The Hottest State

This review has been ‘repurposed’ from my other site, theOneliner.com

If you don’t have any information to work on (thanks, EIFF! Did the start date of your own film festival come as a surprise to you?), picking what would seem to be the best film available is something of a crapshoot. However, The Hottest State seemed to give top billing to Ethan Hawke, and he’s rarely less than a competent actor. Imagine the surprising non-pleasure awaiting the viewer of this extraordinarily whiny melodrama when they find out that he’s in the film for perhaps three scenes and perhaps as many minutes. Superb!

Of course, he did write and direct the rest of the film, so I can hardly complain about a lack of effort. The bulk of the film concerns William (Mark Webber), an up and coming 21 year old actor who rarely tires of telling us how he hasn’t seen his father since his mother upped sticks from Texas to Noo Yawk when William was eight, leaving Pa (Hawke) behind. He seems a little worried that he’s a touch too hung up on this fact, for which he ought to be applauded for his grasp on the exceptionally obvious.
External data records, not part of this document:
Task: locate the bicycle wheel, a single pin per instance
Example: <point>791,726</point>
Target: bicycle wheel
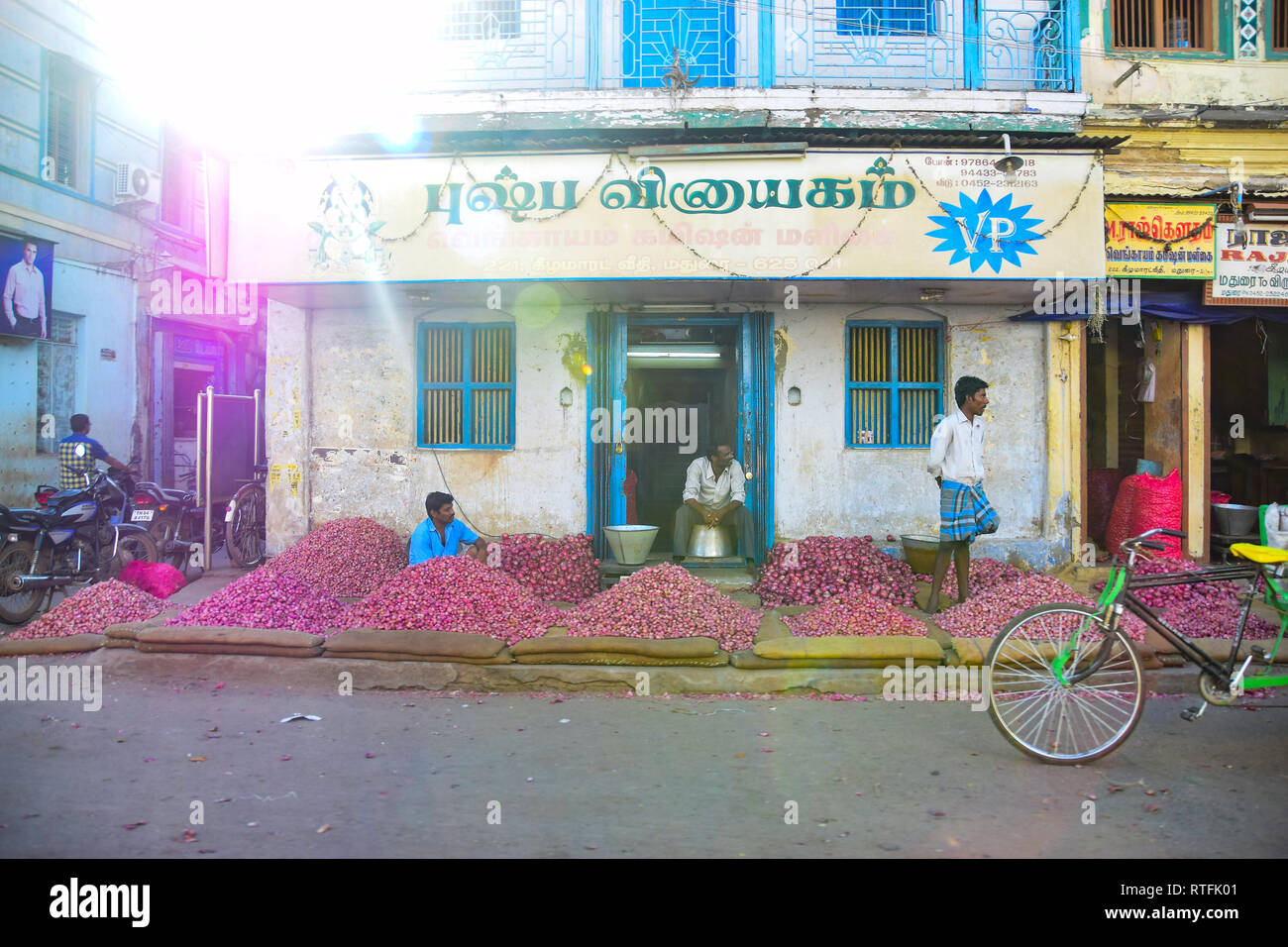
<point>245,531</point>
<point>1080,714</point>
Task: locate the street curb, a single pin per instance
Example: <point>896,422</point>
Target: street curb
<point>423,676</point>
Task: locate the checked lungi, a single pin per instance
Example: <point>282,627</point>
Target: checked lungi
<point>965,513</point>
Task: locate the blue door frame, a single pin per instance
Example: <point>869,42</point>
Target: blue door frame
<point>605,467</point>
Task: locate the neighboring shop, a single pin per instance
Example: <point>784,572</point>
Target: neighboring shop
<point>487,324</point>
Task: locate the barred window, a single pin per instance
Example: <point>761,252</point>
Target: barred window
<point>483,20</point>
<point>55,382</point>
<point>894,382</point>
<point>1162,25</point>
<point>64,110</point>
<point>898,17</point>
<point>465,375</point>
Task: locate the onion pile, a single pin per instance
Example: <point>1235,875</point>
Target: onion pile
<point>454,594</point>
<point>665,602</point>
<point>854,612</point>
<point>984,615</point>
<point>91,609</point>
<point>553,570</point>
<point>984,574</point>
<point>266,599</point>
<point>344,557</point>
<point>819,567</point>
<point>1209,609</point>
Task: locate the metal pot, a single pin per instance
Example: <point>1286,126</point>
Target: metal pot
<point>711,543</point>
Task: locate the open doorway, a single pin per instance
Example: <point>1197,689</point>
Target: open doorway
<point>690,371</point>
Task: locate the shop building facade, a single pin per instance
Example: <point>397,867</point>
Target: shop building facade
<point>820,239</point>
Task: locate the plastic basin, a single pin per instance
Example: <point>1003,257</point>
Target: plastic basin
<point>630,544</point>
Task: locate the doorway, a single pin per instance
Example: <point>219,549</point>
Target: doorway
<point>673,386</point>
Still, it’s not all rain on this parade. William is about to fall in love. Like most falls, it ends in bumps and scrapes and crying and pain. Meeting the faintly exotic Sarah (Catalina Sandino Moreno) in a bar, the two embark on a relationship that’s substantially more intense from William’s side than the other. Eventually, this leads to exactly the sort of problems you can imagine perfectly well for yourself without watching the film.
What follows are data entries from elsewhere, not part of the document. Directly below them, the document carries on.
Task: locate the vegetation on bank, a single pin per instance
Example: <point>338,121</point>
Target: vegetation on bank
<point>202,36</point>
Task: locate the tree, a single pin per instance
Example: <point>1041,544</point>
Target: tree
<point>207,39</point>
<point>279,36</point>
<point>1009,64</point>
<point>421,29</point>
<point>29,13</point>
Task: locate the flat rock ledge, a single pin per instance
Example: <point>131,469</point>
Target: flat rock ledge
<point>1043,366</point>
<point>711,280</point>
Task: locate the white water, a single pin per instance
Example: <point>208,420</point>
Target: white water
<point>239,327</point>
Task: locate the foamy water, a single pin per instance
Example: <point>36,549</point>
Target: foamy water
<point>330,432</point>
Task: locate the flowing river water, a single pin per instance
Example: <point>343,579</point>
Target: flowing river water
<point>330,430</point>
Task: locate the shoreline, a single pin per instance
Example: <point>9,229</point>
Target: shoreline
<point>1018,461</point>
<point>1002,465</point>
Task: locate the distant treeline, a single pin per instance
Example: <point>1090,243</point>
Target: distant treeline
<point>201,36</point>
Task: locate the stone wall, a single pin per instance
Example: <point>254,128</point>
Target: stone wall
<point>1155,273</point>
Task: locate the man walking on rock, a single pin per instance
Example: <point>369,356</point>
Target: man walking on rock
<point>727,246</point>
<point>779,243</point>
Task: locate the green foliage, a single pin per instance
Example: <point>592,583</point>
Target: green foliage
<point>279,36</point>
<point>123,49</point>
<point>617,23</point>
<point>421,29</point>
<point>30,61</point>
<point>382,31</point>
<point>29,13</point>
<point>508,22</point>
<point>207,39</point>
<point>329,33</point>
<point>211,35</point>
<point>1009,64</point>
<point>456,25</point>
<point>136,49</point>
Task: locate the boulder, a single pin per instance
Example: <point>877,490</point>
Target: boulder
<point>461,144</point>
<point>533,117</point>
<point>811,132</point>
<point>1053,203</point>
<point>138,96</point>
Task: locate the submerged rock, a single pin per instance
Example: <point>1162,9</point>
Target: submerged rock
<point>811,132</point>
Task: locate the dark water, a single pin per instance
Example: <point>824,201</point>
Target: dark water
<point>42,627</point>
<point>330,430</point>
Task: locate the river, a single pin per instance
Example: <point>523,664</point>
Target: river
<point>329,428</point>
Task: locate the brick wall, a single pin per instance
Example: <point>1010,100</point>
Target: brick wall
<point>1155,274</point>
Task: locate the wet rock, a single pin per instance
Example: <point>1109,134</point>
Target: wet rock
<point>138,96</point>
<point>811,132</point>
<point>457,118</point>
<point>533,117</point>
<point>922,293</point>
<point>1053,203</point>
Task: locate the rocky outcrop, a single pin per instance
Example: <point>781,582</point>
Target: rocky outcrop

While William descends into a fairly needy spiral of apology and obsession, the gratuitously overwhelming soundtrack is wielded like a truncheon to bludgeon an unsuspecting audience into aural submission. Subtle it ain’t, and good it ain’t. The music, especially in the first hour, often intrude rather uncomfortably over the dialogue, so much so I’m tempted to invoke the dread name of Philip Glass. I’m not exactly sure what the intention was, but if it was to annoy me, it succeeds in spades.

The Hottest State is a perfect way to start off a festival season, full of navel-gazing, self-piteous caterwauling and histrionics. Drama with a capital D, and the sort of characters we can describe as ‘flawed’ and ‘human’, even if they would be completely unable to function in an ordinary society. You might start arguing that New York doesn’t exactly pass as ordinary society, but it would behove us not to enter that particular rathole.
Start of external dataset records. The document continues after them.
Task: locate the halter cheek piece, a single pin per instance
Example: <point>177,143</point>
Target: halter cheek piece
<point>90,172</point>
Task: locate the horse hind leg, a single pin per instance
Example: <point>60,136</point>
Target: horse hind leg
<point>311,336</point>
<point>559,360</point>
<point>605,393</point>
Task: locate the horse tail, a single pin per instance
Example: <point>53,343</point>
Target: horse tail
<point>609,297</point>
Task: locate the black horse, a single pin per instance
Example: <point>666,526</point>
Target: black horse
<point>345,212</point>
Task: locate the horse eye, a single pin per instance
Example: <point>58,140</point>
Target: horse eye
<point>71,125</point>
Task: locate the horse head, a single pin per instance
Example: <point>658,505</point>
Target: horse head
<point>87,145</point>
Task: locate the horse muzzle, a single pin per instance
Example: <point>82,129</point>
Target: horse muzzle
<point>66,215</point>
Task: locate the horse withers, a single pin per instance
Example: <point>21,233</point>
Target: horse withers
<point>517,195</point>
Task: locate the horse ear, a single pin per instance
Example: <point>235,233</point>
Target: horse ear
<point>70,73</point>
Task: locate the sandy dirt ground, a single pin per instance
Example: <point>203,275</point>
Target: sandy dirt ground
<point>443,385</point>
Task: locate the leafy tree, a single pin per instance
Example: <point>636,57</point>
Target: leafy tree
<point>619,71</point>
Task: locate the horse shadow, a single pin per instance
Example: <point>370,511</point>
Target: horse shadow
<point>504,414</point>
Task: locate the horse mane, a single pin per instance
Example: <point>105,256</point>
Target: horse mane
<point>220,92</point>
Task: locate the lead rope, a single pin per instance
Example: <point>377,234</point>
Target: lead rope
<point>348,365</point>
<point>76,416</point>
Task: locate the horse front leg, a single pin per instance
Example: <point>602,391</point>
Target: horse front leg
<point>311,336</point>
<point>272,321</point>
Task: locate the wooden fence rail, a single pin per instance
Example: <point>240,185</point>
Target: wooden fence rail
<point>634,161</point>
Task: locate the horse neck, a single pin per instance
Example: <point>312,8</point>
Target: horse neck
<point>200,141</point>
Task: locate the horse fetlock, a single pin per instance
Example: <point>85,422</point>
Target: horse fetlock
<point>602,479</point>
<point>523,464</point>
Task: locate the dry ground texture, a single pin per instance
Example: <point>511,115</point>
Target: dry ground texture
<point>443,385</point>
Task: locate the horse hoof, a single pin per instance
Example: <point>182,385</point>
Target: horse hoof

There is some rationale behind the reputation this has previously been garnering on the festival circuit, with fine performances from Webber and Moreno that almost carry off the unwarranted excesses of emotion, but not quite. Similarly decent turns are shown, albeit in vanishingly small doses, from Ethan Hawke and Laura Linney. As far as this little sub-genre of overcooked relationship dramas go, it’s amongst the best, and I’ll concede my view of this film is tainted more by the sub-genre it belongs to than any inherit lack of quality of this particular example.

Still, there’s little escaping the fact that this film concerns itself almost exclusively with characters full of the sort of sophomoric whining that makes one wish John Wayne would run in and tell them to cowboy the hell up, or that Stone Cold Steve Austin would run in and suplex them through a table. You fell in love then it fell apart. Just you, me and the rest of the world, pal. There’s nothing any more special about your pain than mine, or the next guy, or that girl over there. We’re all fragile, we’re all strong, from one moment to the next. There’s nothing in here we haven’t seen, or more importantly felt before, which to all intents and purposes means we have already seen this film before watching it. It will either reopen he wounds for you to wallow in, or wish you could move the characters through their current state until they’ve relearnt how to function and are somewhat less pathetic. Either way, it’s hardly something that you need to care about one way or the other.